Há várias instituições ligadas à conservação de mamíferos aquáticos que possuem iniciativas de cuidados de filhotes órfãos em decorrência de caça ilegal. O Laboratório de Mamíferos Aquáticos (LMA/INPA), por exemplo, desenvolveu leite com fórmula específica para esses filhotes. Outras instituições além do LMA, como Centro de Pesquisas e Preservação dos Mamíferos Aquáticos (CPPMA/Manaus Energia S.A.) e Centro de Mamíferos Aquáticos (CMA/ICMBio), atuaram no resgate e reabilitação de filhotes órfãos, somando ao todo 70 indivíduos abrigados.
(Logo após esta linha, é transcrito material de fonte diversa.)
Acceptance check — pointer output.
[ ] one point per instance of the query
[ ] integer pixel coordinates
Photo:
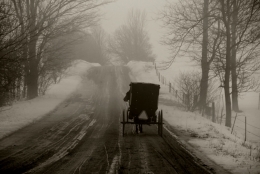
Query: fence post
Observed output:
(259, 102)
(234, 123)
(213, 112)
(245, 129)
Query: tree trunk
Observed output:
(233, 59)
(226, 19)
(204, 59)
(32, 81)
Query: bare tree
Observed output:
(41, 21)
(131, 41)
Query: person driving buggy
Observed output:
(127, 96)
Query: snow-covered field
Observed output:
(214, 140)
(20, 114)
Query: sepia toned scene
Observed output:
(130, 86)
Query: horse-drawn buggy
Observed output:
(143, 105)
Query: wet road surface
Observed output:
(84, 135)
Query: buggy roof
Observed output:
(143, 83)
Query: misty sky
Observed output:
(115, 14)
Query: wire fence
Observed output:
(182, 97)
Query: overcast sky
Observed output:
(115, 14)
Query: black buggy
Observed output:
(143, 104)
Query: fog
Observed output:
(115, 14)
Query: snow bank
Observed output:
(22, 113)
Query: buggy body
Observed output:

O Instituto de Desenvolvimento Sustentável Mamirauá (IDSM) também teve essa iniciativa, porém abrigou os órfãos em tanque flutuante no ambiente natural, com a participação da comunidade local. Quando os indivíduos chegam à fase de subadultos, são reintroduzidos na natureza; como em 2007, o CMA realizou soltura de um macho e uma fêmea subadultos no entorno de Santarém (Pará), a fêmea foi monitorada. Outro caso é a reintrodução monitorada de dois machos pelo INPA (Instituto de Pesquisa Amazônica) em 2008.[10] O caso de maior destaque pelo número de indivíduos soltos aconteceu em 2019, graças ao CMA, INPA e AMPA (Associação Amigos do Peixe-Boi). Essa soltura foi feita com 12 indivíduos na Reserva de Desenvolvimento Sustentável (RDS) Pigaçu-Purus, onde teve recepção da comunidade local.[61][62]
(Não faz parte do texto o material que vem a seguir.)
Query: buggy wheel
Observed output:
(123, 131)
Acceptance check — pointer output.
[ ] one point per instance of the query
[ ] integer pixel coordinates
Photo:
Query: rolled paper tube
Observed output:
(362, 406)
Além da reabilitação de filhotes, outra medida que é tomada em prol à conservação dos peixes-boi é a parceria entre centros de pesquisa e unidades de conservação (UCs). Centros de pesquisas (como CMA, LMA e outros) são essenciais porque fornecem informações sobre peixes-boi-da-Amazônia (consideradas espécies-bandeira em certas UCs), e as unidades de conservação, por sua vez, utilizam esses conhecimentos aplicando nos manejos necessários para a conservação desses animais. A Reserva Extrativista de Tapajós-Arapiuns, por exemplo, é uma área que, graças à sua parceria com CMA, é relevante na preservação do peixe-boi-da-amazônia. O apoio da comunidade local é a parte mais importante do processo, como aponta Luna e colaboradores:[63][10]
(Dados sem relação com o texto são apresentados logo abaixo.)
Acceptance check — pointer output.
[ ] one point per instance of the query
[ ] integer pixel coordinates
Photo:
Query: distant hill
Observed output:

A comunidade de Anumã, localizada à margem oeste do rio Tapajós, aderiu à causa de maneira plena, graças ao empenho da equipe coordenada pelo CMA/ICMBio, que conseguiu sensibilizar a comunidade de maneira a envolvê-la no processo. Hoje todos em Anumã sabem a importância de preservar a natureza, colaboram com a unidade de conservação e com as atividades do CMA/ICMBio. A comunidade é a parte mais importante do processo de gestão.